Mit neuen fossilen Abmachungen schafft man jetzt gerade langfristige Abhängigkeiten, langfristige Verträge werden unterschrieben und eben Fördervorhaben wie zum Beispiel bis zu zwölf neue LNG-Terminals in Deutschland angestrebt, die alles andere als ein Ende der fossilen Ära einläuten, sondern uns in einer ganz neuen Dimensionen weiter in die Fossilität stürzen.

Da muss man eben genau hingucken, was gesagt und was gemacht wird. Aber gerade jetzt und das ist sehr einfach zu erkennen, geht das nicht auf. Dabei gibt es ja die Alternativpläne, wie es anders und erneuerbar gehen könnte. Aber da müssen sich Regierungen ehrlich machen und anerkennen: Natürlich braucht es Einsparung, natürlich braucht es ein Tempolimit.

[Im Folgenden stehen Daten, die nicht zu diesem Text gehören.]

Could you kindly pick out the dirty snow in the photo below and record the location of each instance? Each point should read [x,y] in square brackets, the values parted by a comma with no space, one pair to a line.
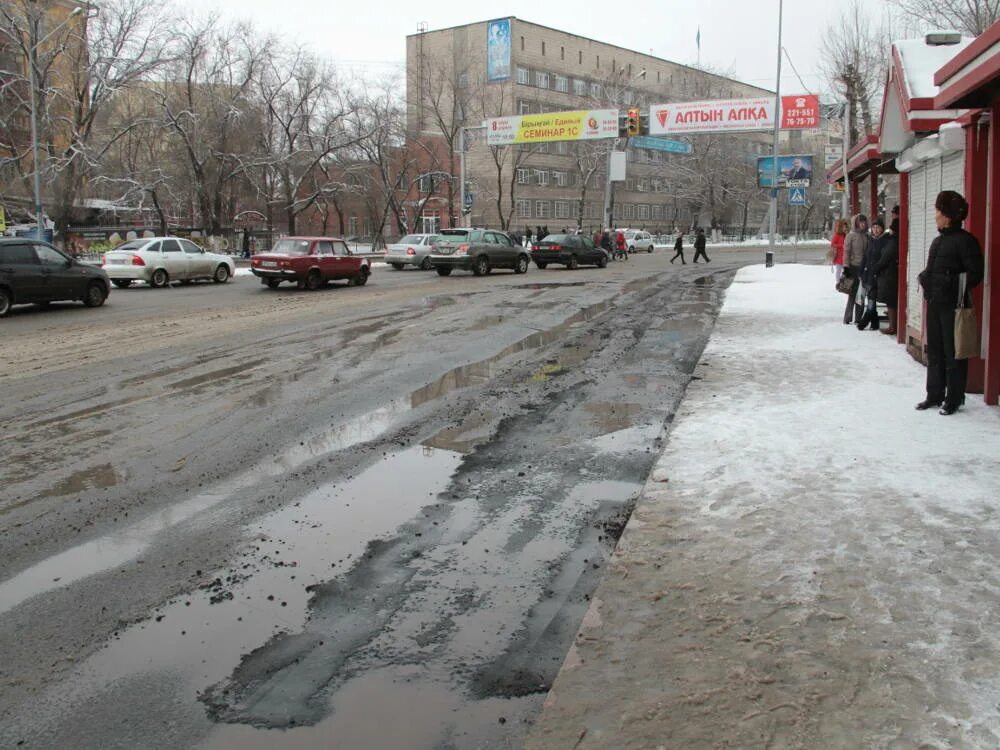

WDR: Frau Neubauer, ich kämpfe heute Morgen für eine etwas positivere Sicht der Dinge und würde gerne mit Ihnen noch einmal nach Davos gucken zum Weltwirtschaftsforum. Klimakrise, Ukrainekrieg, Pandemie - all das war auch dort Thema. Und auch klar, dass sich die Wirtschaft nicht mehr aus der Verantwortung ziehen kann. Wer in Zukunft Geld verdienen will, muss bei der Energiewende dabei sein. Kapitalismus kann mit der Energiewende überleben. Ist das keine gute Nachricht?

Neubauer: Was wir gerade erleben - letzte Woche war die Aktionärsversammlung der Deutschen Bank, diese Woche haben andere große Konzerne wie Total und Shell Aktionärsversammlungen gehabt - wie überall olympiareifes Greenwashing betrieben wird, also Konzerne, die sagen: 'Ja klar, wir machen alles jetzt erneuerbar', aber im Endeffekt den allergrößten Teil ihres fossilen Business vorantreiben.

Und was wir eben auch sehen, was Untersuchungen zeigen, dass weltweit so viele neue fossile Projekte geplant werden, von besagten Unternehmen und finanziert werden von den Banken und nicht verhindert werden, von den entsprechenden Regierungen, dass das nochmal richtig übel enden kann, noch schlimmer als es ohnehin ist.

Ich bin die Erste, die zu begeistern ist, für die positive Vision und ich sehe überall die Menschen, die sich einsetzen und die verstehen, dass es anders und gerechter und nachhaltiger gehen könnte. Aber ich sorge mich so sehr, dass rückblickend 2022 das Jahr ist, in dem wir den Absprung verpasst haben. Einfach, weil es alles so gut klingt und weil es so schön aussehen könnte und Regierungen – wenn man genau hinguckt – genau das Gegenteil tun.

Das Interview führte Judith Schulte-Loh für das WDR 5 Morgenecho am 27. Mai. Für die schriftliche Fassung wurde es sprachlich bearbeitet.